Adenosine analogues as selective inhibitors of glyceraldehyde-3-phosphate dehydrogenase of Trypanosomatidae via structure-based drug design.

In our continuation of the structure-based design of anti-trypanosomatid drugs, parasite-selective adenosine analogues were identified as low micromolar inhibitors of glyceraldehyde-3-phosphate dehydrogenase (GAPDH). Crystal structures of Trypanosoma brucei, Trypanosoma cruzi, Leishmania mexicana, and human GAPDH's provided details of how the adenosyl moiety of NAD(+) interacts with the proteins, and this facilitated the understanding of the relative affinities of a series of adenosine analogues for the various GAPDH's. From exploration of modifications of the naphthalenemethyl and benzamide substituents of a lead compound, N(6)-(1-naphthalenemethyl)-2'-deoxy-2'-(3-methoxybenzamido)adenosine (6e), N(6)-(substituted-naphthalenemethyl)-2'-deoxy-2'-(substituted-benzamido)adenosine analogues were investigated. N(6)-(1-Naphthalenemethyl)-2'-deoxy-2'-(3,5-dimethoxybenzamido)adenosine (6m), N(6)-[1-(3-hydroxynaphthalene)methyl]-2'-deoxy-2'-(3,5-dimethoxybenzamido)adenosine (7m), N(6)-[1-(3-methoxynaphthalene)methyl]-2'-deoxy-2'-(3,5-dimethoxybenzamido)adenosine (9m), N(6)-(2-naphthalenemethyl)-2'-deoxy-2'-(3-methoxybenzamido)adenosine (11e), and N(6)-(2-naphthalenemethyl)-2'-deoxy-2'-(3,5-dimethoxybenzamido)adenosine (11m) demonstrated a 2- to 3-fold improvement over 6e and a 7100- to 25000-fold improvement over the adenosine template. IC(50)'s of these compounds were in the range 2-12 microM for T. brucei, T. cruzi, and L. mexicana GAPDH's, and these compounds did not inhibit mammalian GAPDH when tested at their solubility limit. To explore more thoroughly the structure-activity relationships of this class of compounds, a library of 240 N(6)-(substituted)-2'-deoxy-2'-(amido)adenosine analogues was generated using parallel solution-phase synthesis with N(6) and C2' substituents chosen on the basis of computational docking scores. This resulted in the identification of 40 additional compounds that inhibit parasite GAPDH's in the low micromolar range. We also explored adenosine analogues containing 5'-amido substituents and found that 2',5'-dideoxy-2'-(3,5-dimethoxybenzamido)-5'-(diphenylacetamido)adenosine (49) displays an IC(50) of 60-100 microM against the three parasite GAPDH's.

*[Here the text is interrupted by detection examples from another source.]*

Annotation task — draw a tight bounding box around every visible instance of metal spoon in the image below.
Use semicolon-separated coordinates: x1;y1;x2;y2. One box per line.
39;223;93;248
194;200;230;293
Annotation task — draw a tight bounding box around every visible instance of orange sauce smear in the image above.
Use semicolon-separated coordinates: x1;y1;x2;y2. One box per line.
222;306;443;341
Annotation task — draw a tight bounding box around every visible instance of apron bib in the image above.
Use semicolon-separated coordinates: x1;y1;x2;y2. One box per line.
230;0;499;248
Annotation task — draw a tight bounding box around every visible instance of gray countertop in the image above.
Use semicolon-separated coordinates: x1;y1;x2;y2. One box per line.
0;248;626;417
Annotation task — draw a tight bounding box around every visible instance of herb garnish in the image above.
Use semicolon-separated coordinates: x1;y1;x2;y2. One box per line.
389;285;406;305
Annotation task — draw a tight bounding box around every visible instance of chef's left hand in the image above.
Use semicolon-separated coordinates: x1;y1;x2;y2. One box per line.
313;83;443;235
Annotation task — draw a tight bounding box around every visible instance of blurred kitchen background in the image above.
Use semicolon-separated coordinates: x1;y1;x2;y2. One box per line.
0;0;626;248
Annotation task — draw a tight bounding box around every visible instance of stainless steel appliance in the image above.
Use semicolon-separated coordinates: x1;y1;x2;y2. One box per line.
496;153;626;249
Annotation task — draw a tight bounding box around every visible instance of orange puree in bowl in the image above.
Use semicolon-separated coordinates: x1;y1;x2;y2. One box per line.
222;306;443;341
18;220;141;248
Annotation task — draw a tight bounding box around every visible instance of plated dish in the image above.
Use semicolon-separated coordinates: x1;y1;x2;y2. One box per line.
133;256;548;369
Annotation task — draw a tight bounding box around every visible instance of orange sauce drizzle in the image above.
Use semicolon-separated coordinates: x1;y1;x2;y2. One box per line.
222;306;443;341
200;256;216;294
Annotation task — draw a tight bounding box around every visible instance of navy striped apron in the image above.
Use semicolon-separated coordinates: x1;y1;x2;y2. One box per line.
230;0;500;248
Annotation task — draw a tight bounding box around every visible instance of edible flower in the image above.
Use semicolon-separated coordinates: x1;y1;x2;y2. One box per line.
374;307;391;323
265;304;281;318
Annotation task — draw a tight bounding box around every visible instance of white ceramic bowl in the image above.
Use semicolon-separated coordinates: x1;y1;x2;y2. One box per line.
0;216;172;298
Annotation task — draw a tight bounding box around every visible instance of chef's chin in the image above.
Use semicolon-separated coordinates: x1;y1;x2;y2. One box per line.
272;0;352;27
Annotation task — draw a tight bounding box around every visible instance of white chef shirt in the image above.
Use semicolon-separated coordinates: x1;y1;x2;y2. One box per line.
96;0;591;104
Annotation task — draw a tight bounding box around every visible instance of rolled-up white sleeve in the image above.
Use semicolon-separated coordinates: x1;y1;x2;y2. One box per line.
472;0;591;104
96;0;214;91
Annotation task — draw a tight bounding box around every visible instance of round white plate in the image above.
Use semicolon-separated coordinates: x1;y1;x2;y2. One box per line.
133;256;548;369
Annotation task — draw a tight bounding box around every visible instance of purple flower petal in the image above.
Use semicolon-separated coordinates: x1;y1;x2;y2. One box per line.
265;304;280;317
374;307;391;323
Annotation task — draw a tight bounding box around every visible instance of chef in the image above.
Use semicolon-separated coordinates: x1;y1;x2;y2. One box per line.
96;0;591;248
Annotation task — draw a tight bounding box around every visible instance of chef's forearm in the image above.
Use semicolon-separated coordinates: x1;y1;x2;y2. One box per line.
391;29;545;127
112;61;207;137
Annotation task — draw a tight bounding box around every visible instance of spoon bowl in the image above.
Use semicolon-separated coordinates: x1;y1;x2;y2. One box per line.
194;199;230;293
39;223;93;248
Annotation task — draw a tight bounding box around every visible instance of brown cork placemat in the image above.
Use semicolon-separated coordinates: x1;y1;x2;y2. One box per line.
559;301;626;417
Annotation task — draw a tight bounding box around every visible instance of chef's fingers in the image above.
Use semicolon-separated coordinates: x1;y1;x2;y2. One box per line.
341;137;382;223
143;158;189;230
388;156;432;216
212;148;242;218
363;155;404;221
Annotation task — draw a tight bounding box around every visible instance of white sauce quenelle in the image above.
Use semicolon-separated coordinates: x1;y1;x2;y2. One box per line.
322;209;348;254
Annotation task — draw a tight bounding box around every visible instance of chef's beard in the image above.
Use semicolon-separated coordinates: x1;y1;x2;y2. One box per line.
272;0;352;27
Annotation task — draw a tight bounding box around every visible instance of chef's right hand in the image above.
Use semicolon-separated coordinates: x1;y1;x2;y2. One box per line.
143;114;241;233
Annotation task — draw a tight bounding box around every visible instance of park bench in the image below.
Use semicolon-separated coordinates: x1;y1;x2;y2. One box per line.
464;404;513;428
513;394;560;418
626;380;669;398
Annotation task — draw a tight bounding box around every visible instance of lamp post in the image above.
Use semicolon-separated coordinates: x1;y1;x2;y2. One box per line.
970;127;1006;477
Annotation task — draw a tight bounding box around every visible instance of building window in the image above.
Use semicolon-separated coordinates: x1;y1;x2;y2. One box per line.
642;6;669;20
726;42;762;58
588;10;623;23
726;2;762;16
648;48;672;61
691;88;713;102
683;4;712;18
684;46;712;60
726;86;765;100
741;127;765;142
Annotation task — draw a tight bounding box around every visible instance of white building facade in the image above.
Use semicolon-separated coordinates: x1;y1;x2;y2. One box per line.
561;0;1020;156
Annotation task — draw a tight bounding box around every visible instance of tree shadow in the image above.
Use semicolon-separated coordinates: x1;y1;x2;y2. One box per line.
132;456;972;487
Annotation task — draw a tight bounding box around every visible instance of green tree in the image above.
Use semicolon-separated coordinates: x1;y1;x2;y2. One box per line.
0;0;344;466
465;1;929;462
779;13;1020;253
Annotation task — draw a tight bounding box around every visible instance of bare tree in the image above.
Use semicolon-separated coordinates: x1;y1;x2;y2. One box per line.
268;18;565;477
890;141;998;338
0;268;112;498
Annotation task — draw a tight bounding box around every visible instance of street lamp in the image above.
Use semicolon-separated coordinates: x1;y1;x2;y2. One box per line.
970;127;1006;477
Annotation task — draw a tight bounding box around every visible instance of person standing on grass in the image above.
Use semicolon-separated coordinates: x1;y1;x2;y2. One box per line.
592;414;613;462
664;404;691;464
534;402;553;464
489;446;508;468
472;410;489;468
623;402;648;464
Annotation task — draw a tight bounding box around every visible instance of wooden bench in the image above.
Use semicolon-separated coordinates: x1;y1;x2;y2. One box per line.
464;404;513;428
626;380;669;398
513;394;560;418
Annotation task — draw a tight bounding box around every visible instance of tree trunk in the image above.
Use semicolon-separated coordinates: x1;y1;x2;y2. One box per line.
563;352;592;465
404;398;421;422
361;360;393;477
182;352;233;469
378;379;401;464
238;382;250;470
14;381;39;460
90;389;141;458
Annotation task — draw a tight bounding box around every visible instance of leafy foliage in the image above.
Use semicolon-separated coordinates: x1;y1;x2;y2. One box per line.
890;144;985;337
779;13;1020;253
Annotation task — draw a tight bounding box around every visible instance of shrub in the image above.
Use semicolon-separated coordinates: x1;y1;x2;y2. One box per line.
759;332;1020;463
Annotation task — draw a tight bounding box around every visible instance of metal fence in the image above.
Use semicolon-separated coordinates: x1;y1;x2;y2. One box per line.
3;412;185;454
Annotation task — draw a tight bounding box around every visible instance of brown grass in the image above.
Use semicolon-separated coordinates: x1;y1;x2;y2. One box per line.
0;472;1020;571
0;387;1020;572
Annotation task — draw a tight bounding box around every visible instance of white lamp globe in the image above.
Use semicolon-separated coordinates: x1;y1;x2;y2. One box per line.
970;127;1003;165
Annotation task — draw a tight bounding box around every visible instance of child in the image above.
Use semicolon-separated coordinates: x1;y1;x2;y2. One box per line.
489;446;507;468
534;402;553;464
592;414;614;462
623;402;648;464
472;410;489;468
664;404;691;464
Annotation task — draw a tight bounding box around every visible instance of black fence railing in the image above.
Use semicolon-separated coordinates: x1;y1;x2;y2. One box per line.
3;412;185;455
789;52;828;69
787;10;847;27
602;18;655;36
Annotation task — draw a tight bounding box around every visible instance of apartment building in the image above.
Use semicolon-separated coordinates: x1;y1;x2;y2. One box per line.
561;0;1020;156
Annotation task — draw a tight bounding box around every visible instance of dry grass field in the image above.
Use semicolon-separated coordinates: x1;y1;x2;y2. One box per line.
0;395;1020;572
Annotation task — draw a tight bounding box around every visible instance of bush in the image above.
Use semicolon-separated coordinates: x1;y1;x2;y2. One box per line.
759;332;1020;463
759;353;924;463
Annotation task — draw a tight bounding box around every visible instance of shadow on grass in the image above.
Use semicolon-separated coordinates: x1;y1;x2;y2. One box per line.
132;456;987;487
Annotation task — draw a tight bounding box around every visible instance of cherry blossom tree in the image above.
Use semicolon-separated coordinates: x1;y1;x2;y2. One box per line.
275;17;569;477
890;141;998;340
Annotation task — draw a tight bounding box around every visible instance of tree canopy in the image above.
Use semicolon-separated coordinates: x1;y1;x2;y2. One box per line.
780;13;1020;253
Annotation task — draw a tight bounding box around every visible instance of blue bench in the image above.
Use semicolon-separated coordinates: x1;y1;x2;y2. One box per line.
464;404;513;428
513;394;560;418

Conformational changes in Leishmania mexicana glyceraldehyde-3-phosphate dehydrogenase induced by designed inhibitors.

The glycolytic enzymes of trypanosomes are attractive drug targets, since the blood-stream form of Trypanosoma brucei lacks a functional citric acid cycle and is dependent solely on glycolysis for its energy requirements. Glyceraldehyde-3-phosphate dehydrogenases (GAPDH) from the pathogenic trypanosomatids T. brucei, Trypanosoma cruzi and Leishmania mexicana are quite similar to each other, and yet have sufficient structural differences compared to the human enzyme to enable the structure-based design of compounds that selectively inhibit all three trypanosomatid enzymes but not the human homologue. Adenosine analogs with substitutions on N-6 of the adenine ring and on the 2' position of the ribose moiety were designed, synthesized and tested for inhibition. Two crystal structures of L. mexicana glyceraldehyde-3-phosphate dehydrogenase in complex with high-affinity inhibitors that also block parasite growth were solved at a resolution of 2.6 A and 3.0 A. The complexes crystallized in the same crystal form, with one and a half tetramers in the crystallographic asymmetric unit. There is clear electron density for the inhibitor in all six copies of the binding site in each of the two structures. The L. mexicana GAPDH subunit exhibits substantial structural plasticity upon binding the inhibitor. Movements of the protein backbone, in response to inhibitor binding, enlarge a cavity at the binding site to accommodate the inhibitor in a classic example of induced fit. The extensive hydrophobic interactions between the protein and the two substituents on the adenine scaffold of the inhibitor provide a plausible explanation for the high affinity of these inhibitors for trypanosomatid GAPDHs.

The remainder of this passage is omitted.